Oppenlaender, vice-chairman of the Grape Growers of Ontario, is one of the some 500 close-knit growers who market their grapes through the marketing board. Curtis said he’s learned a lot by reading the history of the marketing board, but is too busy running a winery and raising a young family to seek a position on the board at this time.

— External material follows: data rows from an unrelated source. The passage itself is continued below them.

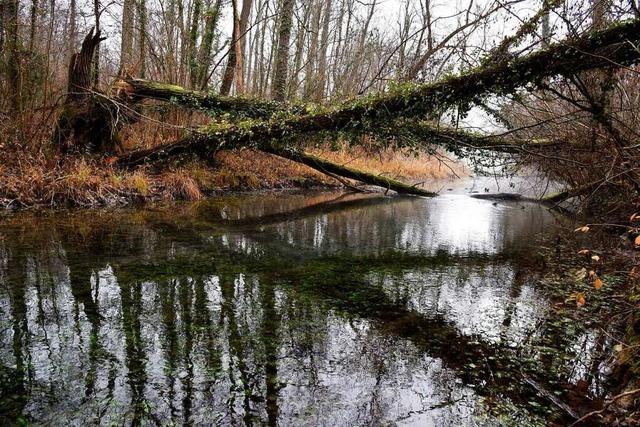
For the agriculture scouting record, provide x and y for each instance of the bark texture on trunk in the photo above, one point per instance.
(88, 120)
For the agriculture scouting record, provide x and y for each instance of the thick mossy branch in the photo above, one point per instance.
(612, 47)
(423, 135)
(213, 103)
(329, 167)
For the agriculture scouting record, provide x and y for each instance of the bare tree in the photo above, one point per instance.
(282, 55)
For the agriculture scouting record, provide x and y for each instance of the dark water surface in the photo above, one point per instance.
(307, 309)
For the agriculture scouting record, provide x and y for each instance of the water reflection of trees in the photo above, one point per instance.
(345, 312)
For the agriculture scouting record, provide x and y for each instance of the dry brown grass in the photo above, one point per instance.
(44, 179)
(32, 174)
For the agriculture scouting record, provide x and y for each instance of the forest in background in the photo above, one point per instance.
(313, 54)
(332, 67)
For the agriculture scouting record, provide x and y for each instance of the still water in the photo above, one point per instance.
(280, 309)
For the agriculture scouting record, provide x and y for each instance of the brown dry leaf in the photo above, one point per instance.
(580, 274)
(598, 283)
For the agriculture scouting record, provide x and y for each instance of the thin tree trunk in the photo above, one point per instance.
(193, 40)
(324, 45)
(96, 57)
(282, 55)
(33, 23)
(126, 42)
(227, 78)
(142, 37)
(204, 56)
(13, 56)
(242, 36)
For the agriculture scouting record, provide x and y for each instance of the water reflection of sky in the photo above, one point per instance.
(268, 312)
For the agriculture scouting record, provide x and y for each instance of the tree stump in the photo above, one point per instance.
(90, 120)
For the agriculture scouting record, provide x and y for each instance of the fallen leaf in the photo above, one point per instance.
(580, 274)
(598, 283)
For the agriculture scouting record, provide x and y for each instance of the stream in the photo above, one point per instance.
(308, 308)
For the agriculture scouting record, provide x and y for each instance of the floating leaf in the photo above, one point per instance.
(598, 283)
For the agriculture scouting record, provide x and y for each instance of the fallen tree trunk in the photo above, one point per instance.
(89, 121)
(420, 131)
(612, 47)
(213, 103)
(329, 167)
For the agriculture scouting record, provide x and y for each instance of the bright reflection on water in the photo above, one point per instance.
(314, 309)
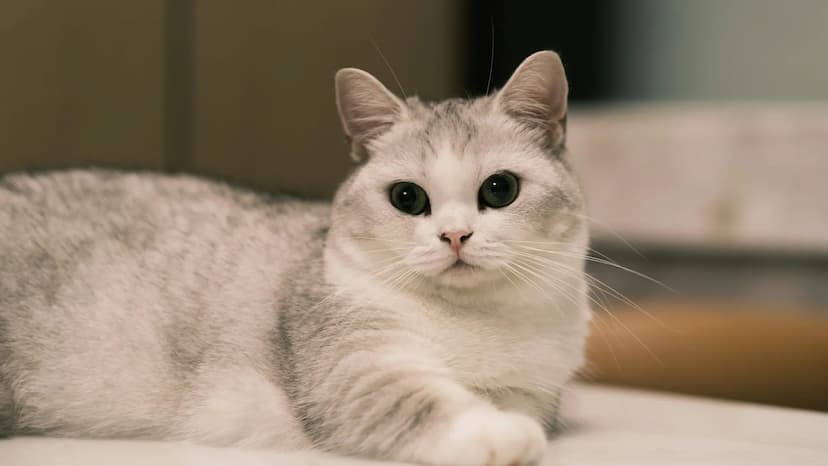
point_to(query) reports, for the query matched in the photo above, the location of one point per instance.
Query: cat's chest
(509, 348)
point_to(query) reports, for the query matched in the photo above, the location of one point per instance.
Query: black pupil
(407, 197)
(500, 187)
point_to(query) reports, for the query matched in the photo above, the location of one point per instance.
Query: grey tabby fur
(148, 306)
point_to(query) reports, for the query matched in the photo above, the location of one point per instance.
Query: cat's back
(142, 278)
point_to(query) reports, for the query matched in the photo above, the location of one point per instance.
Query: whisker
(601, 261)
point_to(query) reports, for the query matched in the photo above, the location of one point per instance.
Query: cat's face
(458, 193)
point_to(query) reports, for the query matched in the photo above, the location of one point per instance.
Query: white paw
(484, 436)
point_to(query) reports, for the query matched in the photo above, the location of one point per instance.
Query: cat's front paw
(484, 436)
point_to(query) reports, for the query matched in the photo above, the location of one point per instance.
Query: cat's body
(171, 307)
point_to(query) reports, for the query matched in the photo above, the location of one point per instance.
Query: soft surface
(605, 426)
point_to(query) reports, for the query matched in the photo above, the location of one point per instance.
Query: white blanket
(604, 426)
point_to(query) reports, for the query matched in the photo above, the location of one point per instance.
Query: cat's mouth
(461, 266)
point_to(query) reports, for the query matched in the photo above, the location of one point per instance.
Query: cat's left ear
(367, 109)
(536, 95)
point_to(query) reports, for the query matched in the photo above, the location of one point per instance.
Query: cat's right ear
(366, 108)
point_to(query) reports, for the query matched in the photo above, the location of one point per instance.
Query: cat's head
(458, 193)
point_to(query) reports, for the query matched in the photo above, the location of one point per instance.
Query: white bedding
(605, 426)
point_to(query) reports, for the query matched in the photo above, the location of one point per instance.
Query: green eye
(409, 198)
(499, 190)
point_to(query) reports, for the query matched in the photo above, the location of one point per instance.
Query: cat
(431, 313)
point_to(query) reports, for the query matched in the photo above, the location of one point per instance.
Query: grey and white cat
(431, 313)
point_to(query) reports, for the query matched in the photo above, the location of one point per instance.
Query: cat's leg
(7, 415)
(238, 406)
(388, 404)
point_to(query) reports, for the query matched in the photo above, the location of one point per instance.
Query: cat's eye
(409, 198)
(499, 190)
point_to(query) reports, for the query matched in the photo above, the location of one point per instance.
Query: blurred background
(700, 129)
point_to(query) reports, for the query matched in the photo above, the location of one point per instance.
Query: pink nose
(455, 239)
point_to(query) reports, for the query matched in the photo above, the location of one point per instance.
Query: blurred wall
(237, 89)
(720, 49)
(81, 82)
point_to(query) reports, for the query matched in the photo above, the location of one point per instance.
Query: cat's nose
(455, 239)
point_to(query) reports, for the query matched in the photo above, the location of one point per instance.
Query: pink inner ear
(537, 91)
(366, 107)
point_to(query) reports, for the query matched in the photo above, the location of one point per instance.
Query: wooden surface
(773, 356)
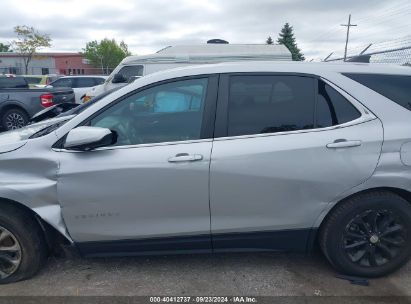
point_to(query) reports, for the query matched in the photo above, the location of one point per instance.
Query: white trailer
(184, 55)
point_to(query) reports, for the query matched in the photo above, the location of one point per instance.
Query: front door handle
(343, 143)
(185, 157)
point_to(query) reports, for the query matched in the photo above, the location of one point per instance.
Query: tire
(368, 235)
(14, 118)
(20, 232)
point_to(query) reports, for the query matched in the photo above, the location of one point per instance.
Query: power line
(348, 25)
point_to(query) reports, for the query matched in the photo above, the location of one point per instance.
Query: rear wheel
(23, 248)
(368, 235)
(14, 118)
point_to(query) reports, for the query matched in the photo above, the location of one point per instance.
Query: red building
(47, 63)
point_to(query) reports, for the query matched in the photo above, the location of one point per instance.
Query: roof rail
(360, 58)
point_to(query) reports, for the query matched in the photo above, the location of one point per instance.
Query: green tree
(5, 47)
(28, 41)
(286, 37)
(106, 54)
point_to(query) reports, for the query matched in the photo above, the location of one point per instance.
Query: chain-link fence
(399, 55)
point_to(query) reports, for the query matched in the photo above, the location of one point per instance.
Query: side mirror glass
(132, 78)
(89, 138)
(119, 78)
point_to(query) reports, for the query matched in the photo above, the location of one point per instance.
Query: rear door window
(268, 104)
(395, 87)
(333, 108)
(84, 82)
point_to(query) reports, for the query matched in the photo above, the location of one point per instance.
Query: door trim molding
(295, 240)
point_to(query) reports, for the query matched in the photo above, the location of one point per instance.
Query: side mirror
(132, 78)
(119, 78)
(89, 138)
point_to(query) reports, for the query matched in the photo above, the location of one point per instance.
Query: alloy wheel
(14, 121)
(374, 238)
(10, 253)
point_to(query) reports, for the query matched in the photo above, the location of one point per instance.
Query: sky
(149, 25)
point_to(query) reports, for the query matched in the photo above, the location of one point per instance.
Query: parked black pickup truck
(18, 103)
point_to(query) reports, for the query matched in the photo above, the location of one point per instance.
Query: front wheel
(14, 118)
(23, 249)
(368, 235)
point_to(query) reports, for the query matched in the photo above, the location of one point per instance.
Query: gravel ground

Winery is a ‘bit of Muskoka’
The Fielding Estate family winery comprises Ken, his wife Margaret, their son Curtis and his wife Heidi and their two young boys, Ty, 4, and Cole, 2. Curtis met Heidi, the daughter of a General Motors autoworker in St. Catharines, at a wine tasting. That cemented Curtis’s connection to Niagara.
The Fielding family still maintains a home in Minden, which is a lot closer to Algonquin Park (some 50 kilometres south) than to Niagara, which is another 225 kilometres south as the crow flies. To remind themselves of where they came from, the winery was deliberately located close to the rugged rock of the Niagara Escarpment and built with cedar, glass and stone. A welcoming granite fireplace in the tasting room completes the illusion of a northern lodge, while a picture of the iconic Muskoka chair on every bottle of wine identifies the winery in its market branding.
“A bit of Muskoka, but south of Toronto,” Curtis said about the geographic anomaly of transplanting a piece of Ontario’s cottage country to Niagara. On a clear day, the Toronto skyline can be seen to the north across Lake Ontario. The winery is one of a half dozen wineries nestled together on the western edge of the Beamsville Bench grape-growing region.
It had been a peach and pear orchard with some juice grapes. Quality vinifera grapes were planted in 2001 and the winery building was built four years later. From the first harvest – 25 barrels of Cabernet merlot reserve – the winery began winning a cavalcade of awards. Most recently, Fielding emerged the most decorated winery at the prestigious Cuvee Awards ceremony (a component of the Niagara Wine Festival) in January 2012. Fielding Estate Winery walked away with three top awards for its Estate Bottled Pinot Gris and Viognier white wines, and its Cabernet Franc red wine made from the 2010 harvest, which in quality was one of Ontario’s best-ever.
All things being equal, the trio of judges was impressed by the collaboration that Curtis has had with the CFIA (Canadian Food Inspection Agency) research project studying hot water treatment of vines, and with the ongoing cold hardiness program at the Cool Climate Oenology and Viticulture Institute (CCOVI) at Brock University in nearby St. Catharines. Often colder winter temperatures, and the lack of water for irrigation, are concerns for growing grapes on the extreme western end of the Beamsville Bench growing area.
Each year, Ontario’s grape growers nominate a handful of fellow growers for the title of grape king. Candidates are judged on their ability to grow high-risk grape varieties; their management of diseases, insects and weeds; their soil and grape canopy management; and the overall quality of their vineyards. There is a miscellaneous category that includes risk and management of cold and frost, an outreach category that includes collaboration with researchers and involvement in the industry, and an innovation category, which means being on the cutting edge of applying the latest in research and technology.
The judges for 2012 were Wendy McFadden-Smith, tender fruit and grape IPM (Integrated Pest Management) specialist with the Ontario Ministry of Agriculture, Food and Rural Affairs (OMAFRA); Jim Willwerth, viticulture specialist at CCOVI; and Kathryn Carter, tender fruit and grape specialist with OMAFRA.